I recently returned to my childhood home to spend the weekend there for the last time. My parents are relocating to Salt Lake after having lived in Rexburg Idaho for the past 43 years. I was flooded with memories while on my final journey back to the only place I’ve ever really considered home. I thought of the friends I’d made there, of the places around town that became our own — the lone bench at the top of Cress Creek that bears our carved initials, going to Millhollow Frozen Yogurt after dances, watching meteor showers from the cool slopes of the sand Dunes, rolling down the grassy hills of Smith Park. The thought of my parents leaving this place behind has seemed, in many ways, like saying goodbye to all the people and places and memories that have made me who I am.

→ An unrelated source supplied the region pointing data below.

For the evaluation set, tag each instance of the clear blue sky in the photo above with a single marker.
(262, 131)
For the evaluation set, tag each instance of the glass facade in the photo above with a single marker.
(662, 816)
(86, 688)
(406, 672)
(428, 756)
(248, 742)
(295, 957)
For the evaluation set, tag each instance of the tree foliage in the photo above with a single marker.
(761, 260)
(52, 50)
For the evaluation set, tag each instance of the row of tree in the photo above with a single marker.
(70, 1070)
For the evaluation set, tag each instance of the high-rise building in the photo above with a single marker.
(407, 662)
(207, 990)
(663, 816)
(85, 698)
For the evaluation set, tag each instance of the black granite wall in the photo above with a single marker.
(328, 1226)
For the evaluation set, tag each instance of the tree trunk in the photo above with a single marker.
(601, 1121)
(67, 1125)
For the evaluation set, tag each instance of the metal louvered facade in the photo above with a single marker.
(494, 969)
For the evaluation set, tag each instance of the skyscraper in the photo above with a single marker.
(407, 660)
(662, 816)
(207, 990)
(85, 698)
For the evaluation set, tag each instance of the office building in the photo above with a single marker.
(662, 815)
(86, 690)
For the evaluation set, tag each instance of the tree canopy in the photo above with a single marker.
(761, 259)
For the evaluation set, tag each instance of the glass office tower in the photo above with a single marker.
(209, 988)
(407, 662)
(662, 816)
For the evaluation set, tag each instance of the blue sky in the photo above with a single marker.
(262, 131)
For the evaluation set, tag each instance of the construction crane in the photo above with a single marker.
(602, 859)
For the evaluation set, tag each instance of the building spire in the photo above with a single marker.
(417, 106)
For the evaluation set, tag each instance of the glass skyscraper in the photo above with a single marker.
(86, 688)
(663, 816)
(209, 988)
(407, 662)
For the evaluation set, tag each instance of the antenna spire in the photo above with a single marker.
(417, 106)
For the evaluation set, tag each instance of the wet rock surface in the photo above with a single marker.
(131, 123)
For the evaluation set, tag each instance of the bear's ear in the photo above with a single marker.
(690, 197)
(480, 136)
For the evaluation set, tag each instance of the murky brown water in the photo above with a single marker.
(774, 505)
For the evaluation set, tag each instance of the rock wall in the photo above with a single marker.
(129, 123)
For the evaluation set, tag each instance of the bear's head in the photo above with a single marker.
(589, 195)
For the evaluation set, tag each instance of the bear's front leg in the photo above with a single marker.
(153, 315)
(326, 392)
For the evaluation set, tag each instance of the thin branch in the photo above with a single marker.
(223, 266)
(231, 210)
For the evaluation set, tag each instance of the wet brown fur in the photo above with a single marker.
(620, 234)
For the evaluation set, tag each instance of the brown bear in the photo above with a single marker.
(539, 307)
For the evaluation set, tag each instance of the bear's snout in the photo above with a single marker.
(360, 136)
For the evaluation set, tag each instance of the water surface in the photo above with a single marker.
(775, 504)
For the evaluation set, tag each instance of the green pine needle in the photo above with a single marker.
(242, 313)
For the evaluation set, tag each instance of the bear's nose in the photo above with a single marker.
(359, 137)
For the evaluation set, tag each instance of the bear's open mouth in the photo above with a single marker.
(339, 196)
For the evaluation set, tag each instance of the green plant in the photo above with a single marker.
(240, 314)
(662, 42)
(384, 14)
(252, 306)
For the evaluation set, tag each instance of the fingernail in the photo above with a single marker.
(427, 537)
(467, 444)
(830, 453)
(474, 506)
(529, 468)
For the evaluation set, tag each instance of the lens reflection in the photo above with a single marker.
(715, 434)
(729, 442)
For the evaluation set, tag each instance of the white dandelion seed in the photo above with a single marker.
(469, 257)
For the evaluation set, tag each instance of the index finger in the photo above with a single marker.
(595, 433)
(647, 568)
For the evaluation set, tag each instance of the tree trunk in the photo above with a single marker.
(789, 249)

This final journey home happened to coincide with a combined choir concert of the BYU Singers and the BYU-Idaho Collegiate Singers, both groups of which I was a member for multiple years. When I walked into the barrus Concert Hall that evening, my heart was heavy with the reality of endings. I felt angry that I was being displaced. It felt unfair that the youth and vitality so clearly evidenced in the fresh-faced laughter and anticipation of the college students filling the rows around me were now part of an ebbing- away past. I bit my lip to keep from crying. I considered slipping out of the auditorium before the concert began.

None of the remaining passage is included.